Contextual Molecule Representation Learning from Chemical Reaction Knowledge

In recent years, self-supervised learning has emerged as a powerful tool to harness abundant unlabelled data for representation learning and has been broadly adopted in diverse areas. However, when applied to molecular representation learning (MRL), prevailing techniques such as masked sub-unit reconstruction often fall short, due to the high degree of freedom in the possible combinations of atoms within molecules, which brings insurmountable complexity to the masking-reconstruction paradigm. To tackle this challenge, we introduce REMO, a self-supervised learning framework that takes advantage of well-defined atom-combination rules in common chemistry. Specifically, REMO pre-trains graph/Transformer encoders on 1.7 million known chemical reactions in the literature. We propose two pre-training objectives: Masked Reaction Centre Reconstruction (MRCR) and Reaction Centre Identification (RCI). REMO offers a novel solution to MRL by exploiting the underlying shared patterns in chemical reactions as \textit{context} for pre-training, which effectively infers meaningful representations of common chemistry knowledge.
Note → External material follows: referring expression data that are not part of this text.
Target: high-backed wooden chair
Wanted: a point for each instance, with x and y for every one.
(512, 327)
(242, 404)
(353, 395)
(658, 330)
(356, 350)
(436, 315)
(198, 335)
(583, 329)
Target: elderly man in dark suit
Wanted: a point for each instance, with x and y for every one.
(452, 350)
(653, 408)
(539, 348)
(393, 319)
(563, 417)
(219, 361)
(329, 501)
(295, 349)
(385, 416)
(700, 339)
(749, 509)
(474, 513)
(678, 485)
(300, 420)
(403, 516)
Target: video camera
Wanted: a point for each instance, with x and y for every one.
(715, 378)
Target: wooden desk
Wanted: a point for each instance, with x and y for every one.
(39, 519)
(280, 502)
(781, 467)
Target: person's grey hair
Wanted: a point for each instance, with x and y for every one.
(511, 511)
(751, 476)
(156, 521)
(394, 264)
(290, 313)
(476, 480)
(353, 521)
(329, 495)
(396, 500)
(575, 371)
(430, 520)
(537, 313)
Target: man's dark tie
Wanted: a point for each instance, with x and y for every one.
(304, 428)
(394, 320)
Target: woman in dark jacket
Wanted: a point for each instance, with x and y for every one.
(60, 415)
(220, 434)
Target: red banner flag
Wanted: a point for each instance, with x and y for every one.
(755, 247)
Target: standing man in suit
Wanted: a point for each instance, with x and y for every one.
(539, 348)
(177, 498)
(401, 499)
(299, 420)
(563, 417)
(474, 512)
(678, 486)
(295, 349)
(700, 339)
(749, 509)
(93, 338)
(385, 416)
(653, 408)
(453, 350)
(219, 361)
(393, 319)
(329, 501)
Such contextual representations can then be utilized to support diverse downstream molecular tasks with minimum finetuning, such as affinity prediction and drug-drug interaction prediction. Extensive experimental results on MoleculeACE, ACNet, drug-drug interaction (DDI), and reaction type classification show that across all tested downstream tasks, REMO outperforms the standard baseline of single-molecule masked modeling used in current MRL. Remarkably, REMO is the pioneering deep learning model surpassing fingerprint-based methods in activity cliff benchmarks.

翻译：近年来，自监督学习已成为利用大量无标签数据进行表示学习的强大工具，并广泛适用于各个领域。然而，当应用于分子表示学习时，现有的掩码子单元重构等技术往往表现不佳，这是因为分子内原子可能组合方式的高度自由度给掩码-重构范式带来了难以克服的复杂性。为解决这一挑战，我们提出了REMO——一种利用常见化学中明确原子组合规则的自监督学习框架。具体而言，REMO在文献中170万个已知化学反应上对图/Transformer编码器进行预训练。我们提出了两个预训练目标：掩码反应中心重构和反应中心识别。REMO通过利用化学反应中潜在的共享模式作为预训练的上下文，为分子表示学习提供了一种新颖解决方案，有效推断出常见化学知识的有意义表示。这种上下文表示随后可用于支持各类下游分子任务（如亲和性预测和药物-药物相互作用预测）而仅需极少的微调。在MoleculeACE、ACNet、药物-药物相互作用和反应类型分类上的大量实验结果表明，在所有测试的下游任务中，REMO均优于当前分子表示学习中使用的单分子掩码建模标准基线。值得注意的是，REMO是首个在活性悬崖基准测试中超越基于指纹方法的深度学习模型。